The warranty period is six months from delivery / service. The right to recourse to the agency according to § 933b Abs 1 ABGB expires one year after delivery / service. The customer is not entitled to withhold payments due to complaints. The presumption rule of § 924 ABGB is excluded.
Liability and product liability
In cases of slight negligence, the Agency and its employees, contractors or other vicarious agents (“people”) are not liable for damage to property or pecuniary loss of the Customer, regardless of whether direct or indirect damage, loss of profit or consequential damage, damages due to delay , Impossibility, positive breach of contract, negligence on conclusion of contract, due to inadequate or incomplete performance. The injured party has to prove the existence of gross negligence. As far as the liability of the agency is excluded or limited, this also applies to the personal liability of their “people”.
Any liability of the Agency for claims made against the customer due to the service rendered by the agency (eg advertising measures) shall be expressly excluded if the agency has fulfilled its obligation to notify or if such was not recognizable to it, whereby slight negligence does not harm In particular, the agency is not liable for litigation costs, the client’s own lawyer’s fees or the costs of publishing judgments, claims for damages or other claims by third parties, and the customer must indemnify and hold the agency harmless.
Claims for damages of the customer expire in six months from knowledge of the damage; but in any case after three years from the injury act of the agency. Claims for damages are limited in amount to the net order value.
Customer agrees that his personal data, namely name / company, occupation, date of birth, commercial register number, representation, contact person, business address and other addresses of the customer, telephone number, fax number, e-mail address, bank details, credit card information, UID number) Purposes of contract performance and customer care as well as for own promotional purposes, for example, to send offers, advertising leaflets and newsletters (in paper and electronic form), as well as for the purpose of indicating the existing or former business relationship (reference note) automatically supported identified, stored and processed.
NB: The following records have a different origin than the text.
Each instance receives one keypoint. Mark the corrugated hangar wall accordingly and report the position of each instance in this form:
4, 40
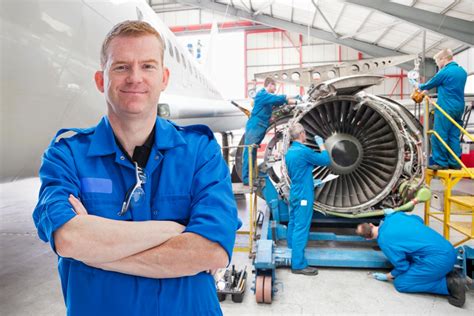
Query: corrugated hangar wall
273, 49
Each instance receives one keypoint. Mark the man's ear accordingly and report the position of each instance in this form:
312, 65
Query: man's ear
99, 80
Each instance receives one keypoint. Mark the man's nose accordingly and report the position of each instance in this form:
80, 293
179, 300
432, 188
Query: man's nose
135, 75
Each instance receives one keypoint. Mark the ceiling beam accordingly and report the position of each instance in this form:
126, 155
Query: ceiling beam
340, 15
361, 46
459, 29
408, 39
324, 18
450, 7
364, 47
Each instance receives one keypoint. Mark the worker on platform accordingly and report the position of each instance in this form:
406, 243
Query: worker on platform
422, 259
137, 208
300, 162
450, 81
259, 120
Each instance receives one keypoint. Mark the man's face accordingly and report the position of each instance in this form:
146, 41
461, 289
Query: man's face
133, 77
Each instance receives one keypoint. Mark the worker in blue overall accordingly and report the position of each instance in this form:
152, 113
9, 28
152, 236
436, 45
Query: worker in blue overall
450, 81
422, 259
300, 161
264, 102
138, 209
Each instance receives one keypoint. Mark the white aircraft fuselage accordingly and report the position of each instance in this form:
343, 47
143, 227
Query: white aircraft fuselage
49, 54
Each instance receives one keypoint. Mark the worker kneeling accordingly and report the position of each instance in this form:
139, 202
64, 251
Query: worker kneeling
300, 161
423, 260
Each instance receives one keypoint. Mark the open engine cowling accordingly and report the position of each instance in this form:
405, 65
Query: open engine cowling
374, 144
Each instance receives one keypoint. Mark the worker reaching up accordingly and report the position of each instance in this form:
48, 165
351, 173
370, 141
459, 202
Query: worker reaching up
300, 161
422, 259
259, 120
450, 81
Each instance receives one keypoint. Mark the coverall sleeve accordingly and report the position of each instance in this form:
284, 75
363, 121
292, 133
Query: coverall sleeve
58, 180
398, 260
434, 82
213, 208
317, 159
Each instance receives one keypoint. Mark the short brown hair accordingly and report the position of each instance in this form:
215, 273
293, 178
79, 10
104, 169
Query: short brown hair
132, 29
268, 81
446, 52
364, 230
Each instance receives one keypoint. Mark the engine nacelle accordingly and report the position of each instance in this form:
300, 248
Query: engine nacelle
375, 144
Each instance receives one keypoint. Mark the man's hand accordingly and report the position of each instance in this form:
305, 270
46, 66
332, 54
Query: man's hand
77, 205
318, 140
380, 276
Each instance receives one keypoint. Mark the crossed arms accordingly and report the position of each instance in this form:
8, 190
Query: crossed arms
152, 249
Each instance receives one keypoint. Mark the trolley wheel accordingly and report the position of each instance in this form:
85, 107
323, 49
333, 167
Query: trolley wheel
267, 290
259, 288
221, 297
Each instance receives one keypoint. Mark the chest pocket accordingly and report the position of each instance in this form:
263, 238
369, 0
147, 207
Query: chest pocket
104, 205
172, 208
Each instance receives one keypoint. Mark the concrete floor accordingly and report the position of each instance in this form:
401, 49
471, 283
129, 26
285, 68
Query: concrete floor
29, 284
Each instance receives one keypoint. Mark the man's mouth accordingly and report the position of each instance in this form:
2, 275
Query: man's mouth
133, 91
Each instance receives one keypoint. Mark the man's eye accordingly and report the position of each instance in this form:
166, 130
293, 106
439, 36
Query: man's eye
120, 68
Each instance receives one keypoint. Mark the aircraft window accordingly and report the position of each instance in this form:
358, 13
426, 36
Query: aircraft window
184, 61
170, 48
177, 55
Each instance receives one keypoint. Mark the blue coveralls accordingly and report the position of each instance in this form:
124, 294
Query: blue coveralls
450, 81
187, 182
257, 125
300, 161
421, 257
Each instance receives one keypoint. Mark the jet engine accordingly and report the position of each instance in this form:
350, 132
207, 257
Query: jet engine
375, 145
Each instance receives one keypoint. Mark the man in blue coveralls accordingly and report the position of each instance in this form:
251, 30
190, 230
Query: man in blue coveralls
137, 208
422, 259
300, 162
450, 81
259, 120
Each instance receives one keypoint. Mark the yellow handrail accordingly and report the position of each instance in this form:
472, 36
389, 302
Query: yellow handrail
429, 100
450, 118
451, 152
The customer agrees that electronic mail will be sent to him for advertising purposes until further notice.
This consent can be withdrawn at any time in writing by e-mail, fax or letter to the contact details stated in the header of the Terms and Conditions.
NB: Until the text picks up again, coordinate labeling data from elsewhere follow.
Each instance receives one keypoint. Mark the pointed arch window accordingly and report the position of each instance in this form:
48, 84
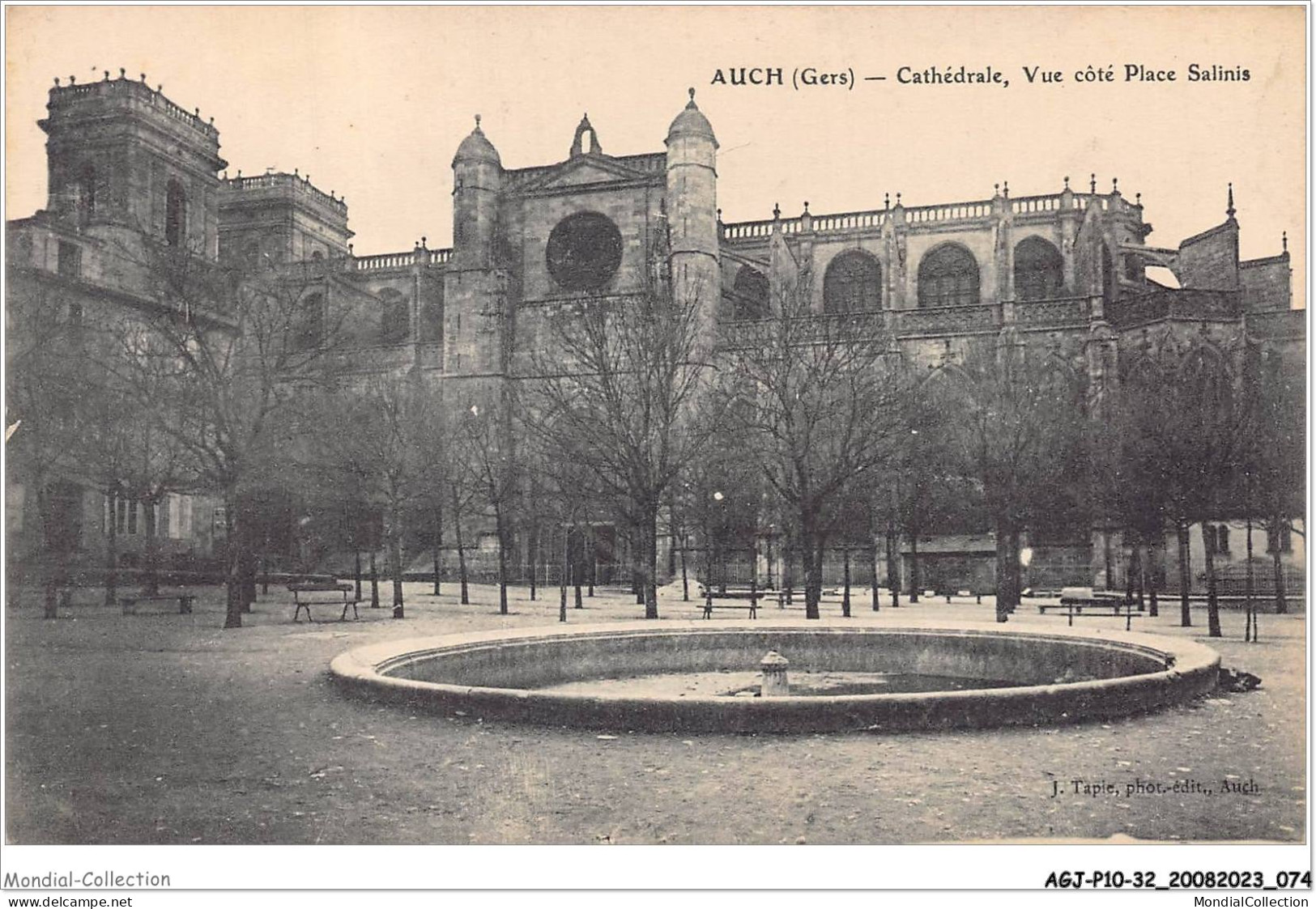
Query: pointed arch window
751, 294
948, 277
175, 215
1038, 270
852, 283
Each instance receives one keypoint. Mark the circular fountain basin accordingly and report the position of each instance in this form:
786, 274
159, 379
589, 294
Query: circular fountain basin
1050, 677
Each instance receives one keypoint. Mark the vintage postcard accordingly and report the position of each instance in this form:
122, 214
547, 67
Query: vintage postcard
558, 427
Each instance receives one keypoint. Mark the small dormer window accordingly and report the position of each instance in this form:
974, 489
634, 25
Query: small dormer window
175, 215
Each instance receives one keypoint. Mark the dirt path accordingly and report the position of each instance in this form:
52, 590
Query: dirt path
164, 729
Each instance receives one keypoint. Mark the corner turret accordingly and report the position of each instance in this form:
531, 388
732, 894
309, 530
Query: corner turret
692, 206
477, 183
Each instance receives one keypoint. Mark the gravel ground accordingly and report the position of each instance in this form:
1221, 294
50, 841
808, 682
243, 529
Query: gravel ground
164, 729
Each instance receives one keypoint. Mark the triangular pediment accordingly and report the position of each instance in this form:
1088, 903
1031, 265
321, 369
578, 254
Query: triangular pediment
585, 170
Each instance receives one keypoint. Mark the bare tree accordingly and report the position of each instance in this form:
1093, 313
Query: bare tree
237, 350
817, 401
484, 462
45, 406
625, 406
372, 427
1185, 442
1017, 427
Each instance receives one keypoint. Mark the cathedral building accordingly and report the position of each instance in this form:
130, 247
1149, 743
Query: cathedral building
1069, 266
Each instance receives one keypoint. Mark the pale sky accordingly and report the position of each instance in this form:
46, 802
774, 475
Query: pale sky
373, 101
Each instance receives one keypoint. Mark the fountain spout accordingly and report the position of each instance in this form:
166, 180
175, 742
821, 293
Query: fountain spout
775, 683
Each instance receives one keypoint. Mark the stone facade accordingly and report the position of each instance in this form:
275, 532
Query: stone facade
1067, 269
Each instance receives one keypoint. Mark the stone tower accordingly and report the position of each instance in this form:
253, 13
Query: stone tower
692, 208
473, 282
126, 162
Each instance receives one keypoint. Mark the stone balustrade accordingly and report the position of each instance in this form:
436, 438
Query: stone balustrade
1141, 308
402, 259
1278, 324
914, 216
948, 320
1052, 313
956, 212
130, 88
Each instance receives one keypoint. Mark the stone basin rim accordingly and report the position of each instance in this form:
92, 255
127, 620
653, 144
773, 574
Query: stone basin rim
364, 667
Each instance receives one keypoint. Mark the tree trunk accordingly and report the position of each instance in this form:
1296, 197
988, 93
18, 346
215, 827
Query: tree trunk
562, 580
501, 559
684, 576
877, 603
650, 563
915, 580
811, 551
374, 580
577, 570
461, 563
438, 547
233, 580
151, 553
248, 574
1139, 571
753, 571
533, 545
1277, 561
1153, 570
1002, 571
1016, 568
1212, 600
894, 561
789, 544
671, 536
357, 576
1249, 607
395, 559
845, 591
594, 561
1185, 576
112, 550
1109, 563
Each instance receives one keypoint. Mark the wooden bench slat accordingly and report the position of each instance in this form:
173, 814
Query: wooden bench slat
347, 599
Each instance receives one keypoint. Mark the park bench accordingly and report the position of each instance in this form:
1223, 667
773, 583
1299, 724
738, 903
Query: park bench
322, 595
730, 593
964, 593
185, 601
1074, 601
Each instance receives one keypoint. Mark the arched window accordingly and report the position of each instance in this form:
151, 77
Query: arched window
1207, 383
309, 322
86, 195
394, 317
175, 215
1038, 270
751, 294
852, 283
948, 277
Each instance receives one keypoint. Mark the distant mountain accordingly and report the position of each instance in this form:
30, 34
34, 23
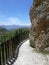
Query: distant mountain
2, 30
10, 27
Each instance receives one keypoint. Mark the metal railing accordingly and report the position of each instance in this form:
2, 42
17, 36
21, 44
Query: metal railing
8, 48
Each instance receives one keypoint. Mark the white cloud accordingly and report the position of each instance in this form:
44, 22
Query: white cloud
13, 21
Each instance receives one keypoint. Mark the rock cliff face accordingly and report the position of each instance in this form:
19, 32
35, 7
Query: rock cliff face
39, 32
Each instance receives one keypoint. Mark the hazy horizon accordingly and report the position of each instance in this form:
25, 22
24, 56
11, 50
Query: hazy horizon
15, 12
The contract and all derived reciprocal rights and obligations as well as claims between the agency and the customer are subject to the Austrian substantive law excluding its referral norms and to the exclusion of the UN sales law.
Fulfillment and jurisdiction
Place of fulfillment is the domicile of the agency. Upon shipment, the risk passes to the customer as soon as the agency has handed over the goods to their chosen carrier.
The place of jurisdiction for all disputes arising between the Agency and the Customer in connection with this contractual relationship shall be the relevant court having jurisdiction for the registered office of the Agency. Regardless of this, the agency is entitled to sue the customer at his general place of jurisdiction.
Insofar as names referring to natural persons in this contract are given only in masculine form, they refer to women and men in the same way. When applying the name to certain natural persons, the gender-specific form must be used.